How do you know if you’re persisting for love or just being stubborn? Here are a few signs that you might be holding on for the wrong reasons:

  1. Fear of Being Alone: If the idea of being single scares you more than the thought of staying in an unhappy relationship, you might be holding on for the wrong reasons.

  2. Societal Pressure: Sometimes, we feel pressured to stay in relationships because of societal expectations or the fear of judgment from others. If you find yourself staying because "everyone expects us to be together," it’s time to reconsider.

  3. Nostalgia for the Past: Holding on to what the relationship used to be, rather than facing the reality of what it is now, can keep you stuck in a cycle of stubbornness.

  4. Fear of Change: Change can be terrifying, especially when it means leaving a relationship that has been a big part of your life. But staying out of fear of change isn’t fair to you or your partner.


Finding the Balance

The key to navigating this fine line is self-awareness. It’s important to regularly check in with yourself and ask, “Am I persisting because I truly believe in this relationship, or am I just afraid to let go?”
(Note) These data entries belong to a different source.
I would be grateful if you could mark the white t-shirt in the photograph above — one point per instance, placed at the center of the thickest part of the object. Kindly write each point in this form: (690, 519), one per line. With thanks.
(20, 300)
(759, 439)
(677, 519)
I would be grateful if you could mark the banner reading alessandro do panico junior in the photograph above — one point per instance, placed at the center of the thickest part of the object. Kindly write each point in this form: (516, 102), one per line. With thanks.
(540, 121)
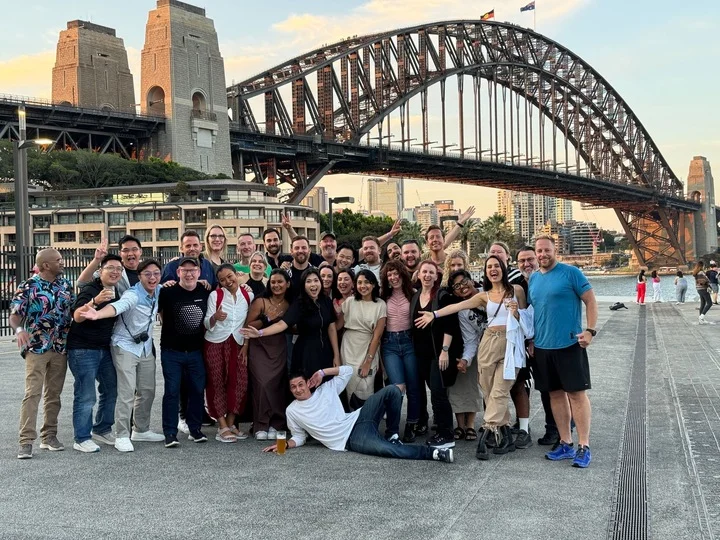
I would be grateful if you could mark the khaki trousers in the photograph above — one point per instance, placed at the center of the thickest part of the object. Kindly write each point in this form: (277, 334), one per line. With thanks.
(136, 390)
(42, 370)
(496, 390)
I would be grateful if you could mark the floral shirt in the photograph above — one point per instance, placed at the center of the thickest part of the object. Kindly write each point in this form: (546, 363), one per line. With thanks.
(45, 308)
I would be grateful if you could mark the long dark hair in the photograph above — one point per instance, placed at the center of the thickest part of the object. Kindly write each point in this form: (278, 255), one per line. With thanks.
(370, 276)
(288, 292)
(405, 279)
(487, 284)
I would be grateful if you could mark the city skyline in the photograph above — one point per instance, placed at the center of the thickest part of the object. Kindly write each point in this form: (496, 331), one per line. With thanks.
(275, 33)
Here are a few tips to help you find that balance:

  • Listen to Your Gut: Often, we know deep down when something isn’t right. Trust your instincts and be honest with yourself about what you’re feeling.
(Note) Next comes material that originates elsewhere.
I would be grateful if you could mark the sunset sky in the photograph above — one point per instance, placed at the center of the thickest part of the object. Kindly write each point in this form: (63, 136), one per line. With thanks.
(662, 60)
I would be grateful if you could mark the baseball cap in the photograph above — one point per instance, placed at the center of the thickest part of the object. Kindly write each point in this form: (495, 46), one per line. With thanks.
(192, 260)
  • Communicate: Talk to your partner about your concerns. Open and honest communication can help you both understand where the other is coming from and whether the relationship is still serving you both.

  • Seek Outside Perspective: Sometimes, we’re too close to a situation to see it clearly. Talking to a trusted friend, family member, or therapist can provide valuable insights.


When to Let Go

Letting go of a relationship is never easy, but sometimes it’s the healthiest choice you can make. If you’ve tried everything, and the relationship still isn’t working, it may be time to move on.
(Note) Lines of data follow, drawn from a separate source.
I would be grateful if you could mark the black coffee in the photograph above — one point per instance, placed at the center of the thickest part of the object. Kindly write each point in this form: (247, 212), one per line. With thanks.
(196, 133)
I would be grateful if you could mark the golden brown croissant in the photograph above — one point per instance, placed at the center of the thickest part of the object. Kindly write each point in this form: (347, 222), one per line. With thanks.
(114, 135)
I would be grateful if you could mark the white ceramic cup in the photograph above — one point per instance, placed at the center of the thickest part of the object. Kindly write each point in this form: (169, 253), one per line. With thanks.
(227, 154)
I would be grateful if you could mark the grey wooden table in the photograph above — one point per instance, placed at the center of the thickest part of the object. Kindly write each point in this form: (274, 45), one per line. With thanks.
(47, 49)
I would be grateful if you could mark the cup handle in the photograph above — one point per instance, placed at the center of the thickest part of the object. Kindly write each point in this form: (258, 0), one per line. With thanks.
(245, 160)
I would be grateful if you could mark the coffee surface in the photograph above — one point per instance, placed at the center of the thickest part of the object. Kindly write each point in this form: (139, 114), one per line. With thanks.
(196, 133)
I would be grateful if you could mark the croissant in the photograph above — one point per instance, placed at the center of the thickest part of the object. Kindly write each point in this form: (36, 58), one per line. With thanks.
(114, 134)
Here’s how to know when it’s time to let go:

  • You’re Unhappy More Often Than You’re Happy: If the bad times outweigh the good, it might be time to reevaluate the relationship.

  • You’re Not Growing: Relationships should help you grow as a person. If you feel stagnant or like you’re losing yourself, it might be time to move on.

  • There’s a Lack of Effort from Your Partner: A relationship is a two-way street. If you’re the only one putting in the effort, it’s not sustainable in the long run.

Letting go doesn’t mean you didn’t love the person; it just means you love yourself enough to know when it’s time to move on.


Persistence in love is a beautiful thing, but it’s important to recognize when persistence has crossed the line into stubbornness. True love is worth fighting for, but it’s also important to know when to let go. Trust yourself to make the right decisions for your happiness and well-being. After all, the most important relationship you’ll ever have is the one you have with yourself.